Mudança Mitocondrial em Macrófagos Potencializa a Imunidade Antitumoral

Os macrófagos associados a tumores (TAMs) são células imunes abundantes no microambiente tumoral que podem tanto promover quanto suprimir a progressão do câncer. Um subconjunto denominado IFN-TAMs — caracterizado pela alta expressão de CXCL9 e genes estimulados por interferon — correlaciona-se com melhor sobrevida dos pacientes e melhores respostas ao bloqueio de pontos de controle imune (ICB). No entanto, os mecanismos moleculares que direcionam a programação dos macrófagos para esse fenótipo protetor ainda eram pouco compreendidos.

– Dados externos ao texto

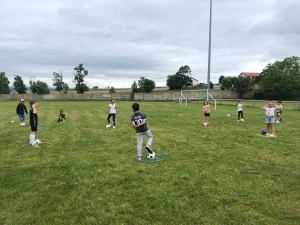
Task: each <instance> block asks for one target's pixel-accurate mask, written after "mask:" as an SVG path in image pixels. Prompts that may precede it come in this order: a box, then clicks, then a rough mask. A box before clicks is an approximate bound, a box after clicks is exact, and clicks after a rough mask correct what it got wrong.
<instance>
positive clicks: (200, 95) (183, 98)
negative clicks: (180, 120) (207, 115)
mask: <svg viewBox="0 0 300 225" xmlns="http://www.w3.org/2000/svg"><path fill="white" fill-rule="evenodd" d="M191 92H199V95H198V96H196V95H195V94H194V95H193V96H192V97H190V94H187V93H191ZM200 92H205V94H206V95H205V98H203V97H201V94H200ZM184 93H186V94H185V95H184ZM208 95H209V96H210V98H211V99H213V100H214V102H215V110H216V109H217V101H216V99H214V97H213V96H211V94H210V93H208V90H207V89H201V90H199V89H198V90H197V89H196V90H181V92H180V98H179V102H180V105H181V106H184V105H185V106H187V102H188V100H190V99H194V100H200V99H206V98H207V96H208ZM184 101H185V104H184V103H183V102H184Z"/></svg>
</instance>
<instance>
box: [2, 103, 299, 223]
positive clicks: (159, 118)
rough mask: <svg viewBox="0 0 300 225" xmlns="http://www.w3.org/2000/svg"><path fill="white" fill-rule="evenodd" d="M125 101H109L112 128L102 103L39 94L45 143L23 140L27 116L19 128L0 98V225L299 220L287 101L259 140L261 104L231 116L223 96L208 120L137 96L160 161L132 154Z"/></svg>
mask: <svg viewBox="0 0 300 225" xmlns="http://www.w3.org/2000/svg"><path fill="white" fill-rule="evenodd" d="M132 103H133V102H131V101H117V104H118V113H117V127H118V129H117V130H105V129H103V128H104V126H105V124H106V117H107V111H108V109H107V108H108V104H109V102H107V101H39V102H38V108H37V110H38V115H39V126H38V129H39V130H38V134H37V138H38V139H40V140H41V141H42V142H49V143H52V146H48V145H46V144H42V146H41V148H30V147H29V146H28V142H29V141H28V138H29V134H30V127H29V126H28V118H27V119H26V124H27V125H26V127H19V126H18V122H17V120H18V119H17V116H16V114H14V113H15V108H16V106H17V104H18V102H17V101H3V100H1V101H0V104H1V108H0V114H1V117H0V131H1V132H0V149H1V150H0V168H1V170H0V189H1V192H0V224H68V225H70V224H299V221H300V182H299V180H300V170H299V165H300V154H299V143H300V142H299V127H300V121H299V119H298V118H299V111H297V108H298V104H297V103H294V104H293V103H287V104H284V105H283V106H284V112H283V118H284V119H283V121H284V124H283V125H281V126H276V127H275V132H276V134H277V137H276V138H266V137H260V136H257V134H259V133H260V132H261V130H262V129H266V128H265V124H264V111H263V110H261V107H262V106H263V104H264V102H261V103H256V107H252V104H250V103H246V106H245V107H244V117H245V120H246V122H245V123H237V122H236V120H237V118H236V117H237V114H236V107H235V105H234V104H235V102H229V101H228V102H226V101H224V102H223V104H222V105H217V110H216V111H215V110H212V112H211V119H210V125H211V126H210V127H208V128H204V127H202V126H200V124H201V107H202V105H201V104H198V103H196V102H191V103H189V104H188V106H187V107H180V105H179V103H178V102H177V103H176V102H139V103H140V105H141V111H142V112H144V113H146V115H147V118H148V120H147V121H148V125H149V128H150V130H151V132H152V133H153V135H154V139H153V145H152V146H153V150H154V151H155V152H156V153H158V154H162V155H163V156H165V158H166V160H165V161H163V162H160V163H141V162H137V161H136V160H135V156H136V136H135V132H134V130H133V128H132V127H131V123H130V117H131V115H132V111H131V105H132ZM26 104H27V105H28V102H27V103H26ZM60 108H63V109H64V110H65V113H66V115H67V124H65V125H64V124H58V123H57V117H58V114H59V109H60ZM227 114H230V115H231V116H230V117H227V116H226V115H227ZM12 120H14V121H15V122H14V123H11V121H12ZM143 152H144V153H146V151H145V150H143Z"/></svg>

Este estudo identifica NDUFA4, uma subunidade acessória não catalítica do Complexo IV da cadeia respiratória mitocondrial (citocromo c oxidase), como um interruptor funcional que governa a identidade dos TAMs. Utilizando modelos murinos de tumor, transcriptômica de célula única e ferramentas genéticas, os pesquisadores demonstram que a expressão de NDUFA4 é elevada nos TAMs pró-tumorais SPP1+ e baixa nos IFN-TAMs antitumorais CXCL9+. A deleção específica de NDUFA4 em macrófagos deslocou o panorama dos TAMs em direção ao estado IFN-TAM e reduziu o crescimento tumoral.

Do ponto de vista mecanístico, os interferons suprimem a expressão de NDUFA4 por meio de um transcrito bifuncional conservado que codifica conjuntamente tanto NDUFA4L3 (uma molécula semelhante a RNA endógeno competitivo) quanto miR-147, um microRNA que tem como alvo direto a 3'UTR de Ndufa4. Essa repressão cooperativa remodelar o Complexo IV, promovendo o vazamento de DNA mitocondrial (mtDNA) para o citoplasma. O mtDNA citoplasmático ativa a via de sensoriamento inato cGAS-STING, que por sua vez amplifica a resposta transcricional ao interferon nos TAMs — criando uma alça de retroalimentação positiva que sustenta e expande a população de IFN-TAMs. Essa cascata aumenta a infiltração de células NK e linfócitos T CD8+, reforçando a imunidade adaptativa antitumoral.

Para traduzir essas descobertas em aplicações terapêuticas, a equipe desenvolveu terapêuticos baseados em RNA — incluindo miméticos de miRNA e oligonucleotídeos antissenso — direcionados ao transcrito Ndufa4. Esses agentes potencializaram a eficácia do ICB (anti-PD-1) e inibiram significativamente o crescimento tumoral do melanoma B16 in vivo, demonstrando uma prova de conceito para a reprogramação mitocondrial como estratégia de imunoterapia. Análises de dados humanos corroboraram ainda a conservação desse eixo em tumores humanos, com a expressão de NDUFA4 correlacionando-se inversamente com assinaturas de IFN-TAMs e com prognóstico favorável.

Essas descobertas estabelecem a remodelação do Complexo IV mitocondrial como um mecanismo até então não reconhecido que conecta o metabolismo celular, o sensoriamento imune inato e a adaptação funcional dos macrófagos no câncer. A identificação de um circuito baseado em RNA passível de ser farmacologicamente explorado (miR-147/NDUFA4L3/NDUFA4) oferece um novo alvo terapêutico para reprogramar os TAMs e potencializar as respostas à imunoterapia, com potencial relevância além do câncer, abrangendo outras doenças inflamatórias e infecciosas.